En mi opinión, lo más extraordinario de todo lo extraño y maravilloso que ocurrió aquel viernes fue el encadenamiento de los hábitos comunes de nuestro orden social con los primeros comienzos de la serie de acontecimientos que habrían de echar por tierra aquel orden.

Si el viernes por la noche se hubiera tomado un par de compases y trazado un círculo con un radio de cinco millas alrededor de los arenales de Woking, dudo que se hubiera encontrado fuera de ese círculo ningún ser humano —a menos que fuera algún pariente de Stent o de los tres o cuatro ciclistas y londinenses que yacían muertos en el campo comunal— cuyas emociones o costumbres fueran afectadas en lo mínimo por los visitantes del espacio.

Muchas personas habían oído hablar del cilindro y lo comentaban en sus momentos de ocio; pero es seguro que el extraño objeto no produjo la sensación que habría causado un ultimátum dado a Alemania.

El telegrama que mandó Henderson a Londres describiendo la abertura del proyectil fue considerado como una invención, y después de telegrafiar pidiendo que lo ratificara sin obtener respuesta, su diario decidió no imprimir una edición especial.
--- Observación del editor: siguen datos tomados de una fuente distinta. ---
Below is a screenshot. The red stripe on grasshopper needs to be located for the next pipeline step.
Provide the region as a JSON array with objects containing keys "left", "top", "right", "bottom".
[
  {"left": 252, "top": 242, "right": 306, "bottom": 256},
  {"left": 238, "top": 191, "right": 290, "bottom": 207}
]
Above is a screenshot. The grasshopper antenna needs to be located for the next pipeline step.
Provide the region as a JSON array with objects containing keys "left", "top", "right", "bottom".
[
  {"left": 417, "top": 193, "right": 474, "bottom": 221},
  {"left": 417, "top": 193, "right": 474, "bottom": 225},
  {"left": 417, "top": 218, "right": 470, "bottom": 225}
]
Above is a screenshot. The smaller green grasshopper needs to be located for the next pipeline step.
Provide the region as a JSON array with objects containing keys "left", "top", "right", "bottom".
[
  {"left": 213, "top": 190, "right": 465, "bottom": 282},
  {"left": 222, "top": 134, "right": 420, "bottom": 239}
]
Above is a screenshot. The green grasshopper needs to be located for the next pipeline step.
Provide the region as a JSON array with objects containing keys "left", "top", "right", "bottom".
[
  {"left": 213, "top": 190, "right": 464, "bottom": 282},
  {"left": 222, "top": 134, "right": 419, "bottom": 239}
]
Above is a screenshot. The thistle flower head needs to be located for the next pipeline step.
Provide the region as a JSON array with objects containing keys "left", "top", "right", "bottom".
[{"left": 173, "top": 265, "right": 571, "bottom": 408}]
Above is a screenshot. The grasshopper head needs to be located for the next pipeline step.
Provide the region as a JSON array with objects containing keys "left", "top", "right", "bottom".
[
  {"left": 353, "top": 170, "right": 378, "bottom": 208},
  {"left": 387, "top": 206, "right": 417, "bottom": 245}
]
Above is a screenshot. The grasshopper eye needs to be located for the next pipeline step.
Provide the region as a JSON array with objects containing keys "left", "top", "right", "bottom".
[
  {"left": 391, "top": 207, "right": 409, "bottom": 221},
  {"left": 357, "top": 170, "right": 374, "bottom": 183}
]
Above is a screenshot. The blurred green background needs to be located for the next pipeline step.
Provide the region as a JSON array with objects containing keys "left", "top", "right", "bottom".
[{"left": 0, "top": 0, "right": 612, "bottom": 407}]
Dentro del círculo de cinco millas la mayoría de la gente no hizo nada. Yo he descrito la conducta de los hombres y mujeres con quienes hablé. En todo el distrito la gente cenaba tranquilamente; los trabajadores atendían sus jardines después de la labor del día; los niños eran llevados a la cama; los jóvenes paseaban por los senderos haciéndose el amor; los estudiantes leían sus textos.

Quizá hubiera ciertos murmullos en las calles de la villa y un tópico dominante en las tabernas. Aquí y allá aparecía un mensajero o algún testigo ocular, causando gran entusiasmo y muchos corros. Pero en su mayor parte continuó como siempre la rutina de trabajar, comer, beber y dormir... Parecía que el planeta Marte no existiera en el universo. Aun en la estación de Woking y en Horsell y Chobham ocurría esto.

En el empalme Woking, hasta horas muy avanzadas, los trenes paraban y seguían viaje; los pasajeros descendían y subían a los vagones y todo marchaba como de costumbre. Un muchacho de la ciudad vendía diarios con las noticias de la tarde. El ruido seco de los parachoques al chocar y el agudo silbato de las locomotoras se mezclaban con sus gritos de «Hombres de Marte».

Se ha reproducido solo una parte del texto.